I really like Rexing. They have good support and firmware updates. Stay away from the unbranded Chinese copies.


----------



## estore009 (Oct 14, 2017)

LyftUberFuwabolewa said:


> Stay away from the unbranded Chinese copies.


Lol, Rexing still is a China brand.


----------



## TheDevilisaParttimer (Jan 2, 2019)

mch said:


> Great camera. I have one and it was easy to set up and didn't break the bank. Great value.
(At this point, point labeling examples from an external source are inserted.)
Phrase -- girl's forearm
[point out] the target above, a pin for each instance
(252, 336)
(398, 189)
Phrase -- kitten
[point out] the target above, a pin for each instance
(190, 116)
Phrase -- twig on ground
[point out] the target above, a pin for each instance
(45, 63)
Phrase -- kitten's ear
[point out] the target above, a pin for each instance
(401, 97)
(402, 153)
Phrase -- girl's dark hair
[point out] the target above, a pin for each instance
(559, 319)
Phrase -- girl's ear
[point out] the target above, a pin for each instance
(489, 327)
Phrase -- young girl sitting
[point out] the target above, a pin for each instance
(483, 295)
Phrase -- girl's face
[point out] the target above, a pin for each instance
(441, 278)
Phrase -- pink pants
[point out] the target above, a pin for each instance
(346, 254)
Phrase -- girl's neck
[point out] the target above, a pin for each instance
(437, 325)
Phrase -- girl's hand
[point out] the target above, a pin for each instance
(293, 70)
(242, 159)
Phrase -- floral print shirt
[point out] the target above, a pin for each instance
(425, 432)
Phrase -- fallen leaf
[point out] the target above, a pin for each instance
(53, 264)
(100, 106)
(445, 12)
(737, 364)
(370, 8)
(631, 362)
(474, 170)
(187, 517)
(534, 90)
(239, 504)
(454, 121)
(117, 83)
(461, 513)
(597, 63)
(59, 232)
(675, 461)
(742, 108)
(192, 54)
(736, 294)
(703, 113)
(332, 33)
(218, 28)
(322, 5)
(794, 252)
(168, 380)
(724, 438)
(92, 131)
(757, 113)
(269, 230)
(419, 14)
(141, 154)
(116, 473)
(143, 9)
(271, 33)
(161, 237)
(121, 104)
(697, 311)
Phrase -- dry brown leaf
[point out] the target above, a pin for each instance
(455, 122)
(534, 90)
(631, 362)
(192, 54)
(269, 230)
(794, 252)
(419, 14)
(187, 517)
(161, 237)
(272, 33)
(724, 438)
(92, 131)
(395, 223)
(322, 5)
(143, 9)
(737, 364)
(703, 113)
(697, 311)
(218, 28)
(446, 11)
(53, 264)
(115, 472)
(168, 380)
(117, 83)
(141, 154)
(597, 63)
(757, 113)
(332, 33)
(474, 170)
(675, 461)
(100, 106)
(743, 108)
I just bought one $120 on Amazon Cyber Monday


----------



## MajorBummer (Aug 10, 2019)

Coastal_Cruiser said:


> This is reviewed as one of the best cameras for RS. Below Amazon coupon cuts the $200 price tag to $135. When I applied it there was another $10 discount. Not sure where that came from.
> 
> AMAZON CODE: WIRCUTRN
> 
> https://www.techbargains.com/deals/vantrue-n2-pro-dash-cam#o400771


Make sure you buy the extra GPS module,it records time,speed and location.i also got a 128 GB SD card .it records 2 full days of driving if you drive 8 hr shifts. thats about an extra $40 on top of the camera cost.Good camera!!been using it for a year,no problems


----------



## Dekero (Sep 24, 2019)

MajorBummer said:


> Make sure you buy the extra GPS module,it records time,speed and location.i also got a 128 GB SD card .it records 2 full days of driving if you drive 8 hr shifts. thats about an extra $40 on top of the camera cost.Good camera!!been using it for a year,no problems


Don't leave it in your car during the summer or you'll be buying a new one... Fails horribly in heat... Id buy something else like the BLUESKYSEA


----------



## Buck-a-mile (Nov 2, 2019)

Coastal_Cruiser said:


> This is reviewed as one of the best cameras for RS. Below Amazon coupon cuts the $200 price tag to $135. When I applied it there was another $10 discount. Not sure where that came from.
> 
> AMAZON CODE: WIRCUTRN
> 
> https://www.techbargains.com/deals/vantrue-n2-pro-dash-cam#o400771


$119 now.



Dekero said:


> Don't leave it in your car during the summer or you'll be buying a new one... Fails horribly in heat... Id buy something else like the BLUESKYSEA


Transcend. Tough cameras. My 520 has made it through 3 California summers.


----------